1. Assign WAN PPPoE to a Broadcom NIC.
2. Enable the new if_pppoe kernel module under System > Advanced > Networking.
3. Ensure LAN clients use an internal DNS resolver like AdGuardHome (not pfSense directly).
4. Observe DNS failures on LAN clients despite internet working from pfSense itself.

Workaround:
1. Switch back to the legacy PPPoE driver (resolves issue).
2. Use a non-Broadcom NIC for PPPoE (e.g., Intel NICs work fine with the new driver).

Additional Notes:

- DNS resolution from pfSense diagnostics (e.g.
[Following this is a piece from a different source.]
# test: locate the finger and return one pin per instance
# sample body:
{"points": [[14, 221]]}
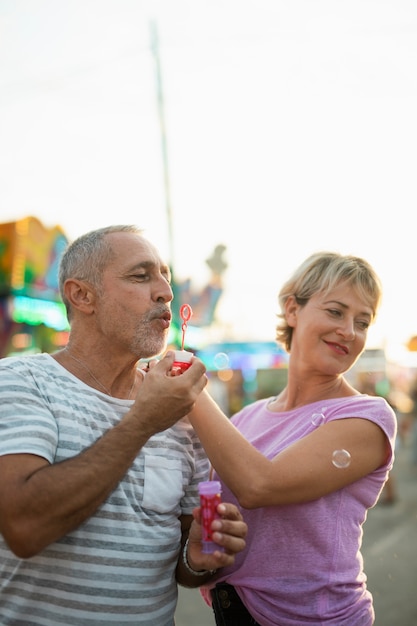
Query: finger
{"points": [[229, 511]]}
Diagnostics > DNS Lookup) continues to work regardless of driver.
    - The issue appears to only affects LAN clients using internal DNS resolvers (e.g., AdGuardHome, Pi-hole).
    - Packet captures show DNS requests leaving but no responses arriving — suggests a problem with how outbound NAT or state tracking works with the new driver on Broadcom NICs.
    - No firewall blocks or pfBlockerNG interference — all other variables tested and ruled out.
    - Consistently reproducible.

Expected Behavior:
LAN clients using local/internal DNS resolvers should continue to have full DNS resolution and WAN access when the PPPoE interface is switched to a Broadcom NIC using the new if_pppoe kernel module.